What does that look like when it happens? I'd like to know what to look for on my machine.
The symptom of RAM starvation is generally an increasing lack of responsiveness to user interaction (e.g. text input) especially when switching between applications, but also when moving between documents in the same applications (e.g. switching between browser tabs).
Opening new applications may result in "beach balls" (the rotating colour wheel cursor) and long wait times.
Some applications may stop responding, which can be "remedied" by option-cmd-escape and force-quitting an unresponsive application.
Eventually, the machine can just lock up completely (no cursor or keyboard response), requiring a hard power down (pressing the power button until the machine turns off). With most applications, you won't lose data, but it's best avoided.
Some people claim they've never had this happen on their Mac; my experience is that if you have a lot of apps & browser tabs open, that it's pretty easy to crash macOS. I also find that my M1 Max MBP does a "quiet reboot and restore" every so often when it's sleeping because of some rogue process causing a kernel panic - I think this is probably related to connected peripherals more than anything else.
It's a good practice to monitor your RAM usage and which processes are using it. This can be a relatively complex topic because there are lots of different metrics available. This article is an example of some explanations:
https://eclecticlight.co/2022/08/13/activity-monitor-meanings-and-misleadings/#:~:text=Real Memory is physical memory,is shared with other processes.
In Activity Monitor you can get an overview in the "memory" tab, and individual process metrics to see if any individual process is hogging memory, or increasing memory usage, which might indicate a "memory leak" in an application.
The overview and the simple memory pressure "colour graph" should give you an idea if you need to start some remedial action. Here is mine at the current time:
You can see that no swap is being used and that memory pressure is green. This is a good sign, but if you notice that you are using significant swap (say more than about 25% of your physical RAM), you may be starting to tax your system. That said, it is the actual amount of reading and writing to swap that causes the slowdown because the OS is having to moving active chunks of application memory onto much slower SSD to make space in RAM. These are "page ins" and "page outs", which you used to be able to see in the Activity Monitor memory overview, but now require other tools (vm_stat or third party tools).

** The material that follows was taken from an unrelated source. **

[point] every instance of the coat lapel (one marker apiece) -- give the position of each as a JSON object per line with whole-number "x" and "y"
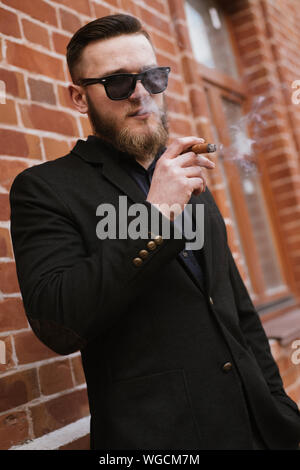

I use iStatMenus, which gives me this overview:
Again, swap memory is showing as zero, but also I have no reads and writes to swap. Even if I had multiple GB of swap memory, it would be the page ins/outs that kill performance. If you close a lot of apps/documents, you will free memory, but if these were already in swap, you won't suddenly see your free RAM increase, although over time, swap usage will decrease.
Other metrics to look out for are: wired, application, compressed, cached, and free memory. Broadly speaking "wired" memory is for OS code that has to stay in memory, application is for apps, compressed is for "infrequently used" parts of application code that can be made smaller until needed, but still stay in memory, cached keep recently used application code and data in memory in case it is need again in the short term, and free memory is memory with no assigned data.
There is a common misunderstanding that having lots of "free" memory is a good thing, like having a healthy bank balance; this is not so. Any free memory should be used for some benefit to the system, generally for caching files and code, so that it can be very quickly referenced (e.g. when you switch applications or documents). Free memory is wasted memory!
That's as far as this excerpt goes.